As an experiment, write a Python script that reports the executing user id, the working directory and dumps the environment variables and have it execute from crontab.
(Mar-15-2017, 09:37 PM)Ofnuts Wrote: [ -> ]I assume things in crontab are executed with a very specific user and environment, and the PATH can be different from what you have in a plain user session. So for a start I would give the full path to the executable, but this could not be sufficient.

As an experiment, write a Python script that reports the executing user id, the working directory and dumps the environment variables and have it execute from crontab.

Thanks for reply Ofnust,

I was able to solve it yesterday but due to deadlines could not post an update.

You are right , the issue was because of an environment variable needed by oracle utilities.

below is the code which solved it.

session = Popen([r'/u01/app/oracle/product/11.2.0/db1/bin/dgmgrl','username/password@dbname','stop observer', '-logfile', '/u01/app/oracle/broker/fsfo_mydg.log'],stdout=PIPE, stderr=PIPE, env=dict(os.environ, ORACLE_HOME="/u01/app/oracle/product/11.2.0/db1"))
Regards,
Nitin
Thanks for coming back and letting us know what the problem was :)

I've had the same issue before (...more than once). Cron doesn't have any environment values set, so you need to use absolute paths, and the user and user group are different, so if you do any file reading/writing, the files you touch need pretty promiscuous permissions.
(Mar-17-2017, 07:27 PM)nilamo Wrote: [ -> ]Thanks for coming back and letting us know what the problem was :)

I've had the same issue before (...more than once).  Cron doesn't have any environment values set, so you need to use absolute paths, and the user and user group are different, so if you do any file reading/writing, the files you touch need pretty promiscuous permissions.


The thing is i couldn't understand what " -11 " exit code represents , Yhg1s from python irc forum replied back that -11 is exit code for segmentation fault.

Then it became clear what the issue is. For oracle binaries to work ORALCE_HOME needs to be set , if it is not set i have seen segmentation fault issue.

Regards,
Nitin
...oracle segfaults if environment variables aren't set?
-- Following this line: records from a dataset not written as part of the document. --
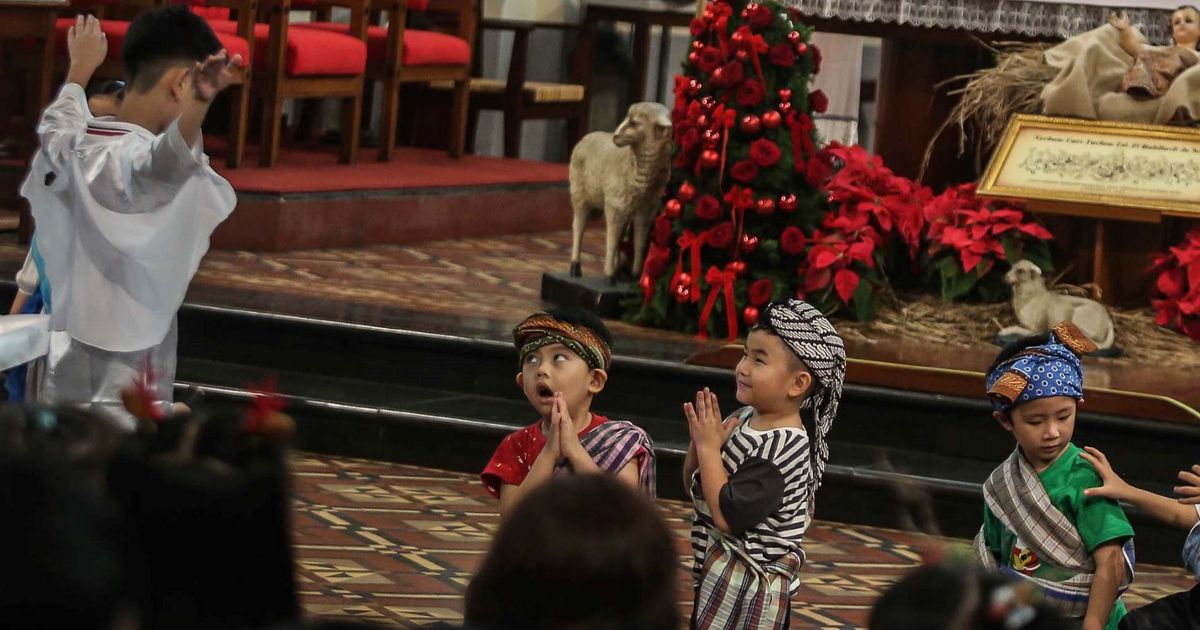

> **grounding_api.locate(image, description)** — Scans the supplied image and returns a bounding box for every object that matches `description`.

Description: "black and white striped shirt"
[691,407,812,580]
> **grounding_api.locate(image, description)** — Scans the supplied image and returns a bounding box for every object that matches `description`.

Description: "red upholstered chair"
[209,0,368,167]
[294,0,478,161]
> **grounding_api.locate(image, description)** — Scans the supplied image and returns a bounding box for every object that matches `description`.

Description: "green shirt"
[983,444,1133,630]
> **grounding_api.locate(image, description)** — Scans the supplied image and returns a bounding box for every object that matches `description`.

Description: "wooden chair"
[434,19,588,157]
[209,0,370,167]
[294,0,478,161]
[55,0,258,168]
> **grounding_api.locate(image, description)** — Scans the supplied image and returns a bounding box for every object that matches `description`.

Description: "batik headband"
[512,313,612,370]
[760,300,846,504]
[988,322,1096,412]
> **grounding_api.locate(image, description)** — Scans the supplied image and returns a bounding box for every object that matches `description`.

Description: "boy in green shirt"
[976,322,1134,630]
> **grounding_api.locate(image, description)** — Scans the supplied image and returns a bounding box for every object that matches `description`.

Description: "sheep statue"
[570,103,672,284]
[1000,260,1116,350]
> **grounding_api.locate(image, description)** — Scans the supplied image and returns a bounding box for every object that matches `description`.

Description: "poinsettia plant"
[1147,228,1200,341]
[922,184,1054,301]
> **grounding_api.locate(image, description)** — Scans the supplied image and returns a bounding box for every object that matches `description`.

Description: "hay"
[918,42,1058,179]
[838,294,1200,368]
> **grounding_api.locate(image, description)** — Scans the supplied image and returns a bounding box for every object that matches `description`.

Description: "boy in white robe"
[20,5,241,428]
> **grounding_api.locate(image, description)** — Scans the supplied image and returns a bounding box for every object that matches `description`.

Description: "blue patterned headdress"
[988,322,1096,412]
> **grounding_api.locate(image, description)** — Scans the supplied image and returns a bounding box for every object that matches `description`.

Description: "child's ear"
[588,370,608,396]
[787,370,814,398]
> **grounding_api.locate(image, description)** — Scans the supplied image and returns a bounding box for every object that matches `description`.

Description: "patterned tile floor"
[293,454,1192,629]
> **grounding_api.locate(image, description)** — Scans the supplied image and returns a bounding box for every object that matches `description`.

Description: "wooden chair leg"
[226,84,250,168]
[258,91,283,168]
[450,79,470,157]
[379,79,400,162]
[338,91,362,164]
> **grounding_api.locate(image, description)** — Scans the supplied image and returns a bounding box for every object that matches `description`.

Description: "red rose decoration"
[707,221,733,250]
[696,194,721,221]
[730,158,769,184]
[746,5,775,31]
[714,61,746,88]
[767,43,796,68]
[654,215,671,247]
[738,79,767,107]
[753,138,784,168]
[750,278,775,306]
[696,46,725,72]
[809,90,829,114]
[779,226,809,256]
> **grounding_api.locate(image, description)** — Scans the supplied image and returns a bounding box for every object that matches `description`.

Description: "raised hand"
[1175,464,1200,505]
[67,16,108,84]
[192,49,241,102]
[1079,446,1133,499]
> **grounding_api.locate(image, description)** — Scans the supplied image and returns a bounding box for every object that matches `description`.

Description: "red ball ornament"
[676,181,700,203]
[742,114,762,136]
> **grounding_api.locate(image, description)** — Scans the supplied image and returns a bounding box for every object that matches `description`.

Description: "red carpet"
[205,138,566,194]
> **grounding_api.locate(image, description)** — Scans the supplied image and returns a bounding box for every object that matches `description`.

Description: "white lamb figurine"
[570,103,672,284]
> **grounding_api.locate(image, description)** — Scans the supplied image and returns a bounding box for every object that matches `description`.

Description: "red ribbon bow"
[696,265,738,341]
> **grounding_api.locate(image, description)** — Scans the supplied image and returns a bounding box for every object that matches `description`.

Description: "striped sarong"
[691,529,803,630]
[974,450,1135,618]
[568,420,656,497]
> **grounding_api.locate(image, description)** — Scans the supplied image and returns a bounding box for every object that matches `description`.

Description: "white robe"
[20,83,236,420]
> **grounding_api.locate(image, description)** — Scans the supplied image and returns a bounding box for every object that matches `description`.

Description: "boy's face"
[734,330,812,413]
[517,343,608,421]
[994,396,1078,472]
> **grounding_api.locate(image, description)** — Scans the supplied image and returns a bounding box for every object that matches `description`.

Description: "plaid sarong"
[691,528,802,630]
[561,420,655,497]
[974,449,1134,617]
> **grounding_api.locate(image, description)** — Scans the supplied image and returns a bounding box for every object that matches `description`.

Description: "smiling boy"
[481,308,655,515]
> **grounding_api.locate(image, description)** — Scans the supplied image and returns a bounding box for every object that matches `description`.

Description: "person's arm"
[1079,446,1196,529]
[1084,540,1126,630]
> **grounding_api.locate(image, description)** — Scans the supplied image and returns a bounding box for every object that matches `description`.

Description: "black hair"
[546,307,612,348]
[121,5,222,92]
[868,564,1072,630]
[466,475,679,630]
[988,332,1050,374]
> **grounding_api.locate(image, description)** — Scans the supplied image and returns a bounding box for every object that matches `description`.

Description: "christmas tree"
[629,0,844,338]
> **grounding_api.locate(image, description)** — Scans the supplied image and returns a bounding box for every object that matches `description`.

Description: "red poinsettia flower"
[707,221,733,250]
[809,90,829,114]
[737,79,767,107]
[750,138,784,168]
[779,226,808,256]
[696,46,725,72]
[730,160,758,184]
[696,194,721,221]
[767,42,796,68]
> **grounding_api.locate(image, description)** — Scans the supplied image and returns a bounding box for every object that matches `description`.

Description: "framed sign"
[979,114,1200,221]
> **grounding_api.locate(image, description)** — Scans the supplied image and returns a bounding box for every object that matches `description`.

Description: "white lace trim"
[787,0,1183,44]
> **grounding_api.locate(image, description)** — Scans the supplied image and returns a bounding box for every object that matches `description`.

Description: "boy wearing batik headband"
[976,322,1134,630]
[481,308,654,516]
[684,300,846,630]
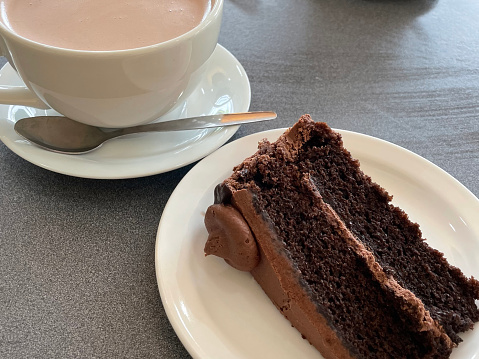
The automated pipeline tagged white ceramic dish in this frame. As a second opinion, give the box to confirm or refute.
[0,45,251,179]
[155,129,479,359]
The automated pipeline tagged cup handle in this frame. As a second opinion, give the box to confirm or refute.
[0,85,50,110]
[0,42,50,110]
Yeah, THAT'S safe lol
Despite its prices, corporate software is full of silly/innervating bugs like this, because the people who make the purchase decisions aren't those who use it so there is little incentive to fix them. IT operations people put up with a lot of crap.
Indeed. When I was fresh from university I had opportunity to watch a tender for some simulation software (odd financial product).  Original request was for simulation, on way through higher management they added support for planning and accounting (with same weights). And at the end they bought only one offered software that couldn't simulate at all, but had nice planning and accounting. It was something like million $ for four year licence and another million for four year support and it was almost never used...
My day job is basically building reports that are 100% top priority that need to be done right now, that people are surprised they didn't already have. They use it for maybe a week, and then look at it maybe once a month afterwards.

I get the same handful of requests every threeish months, so at least now I can just give them a url to go to and save myself some time.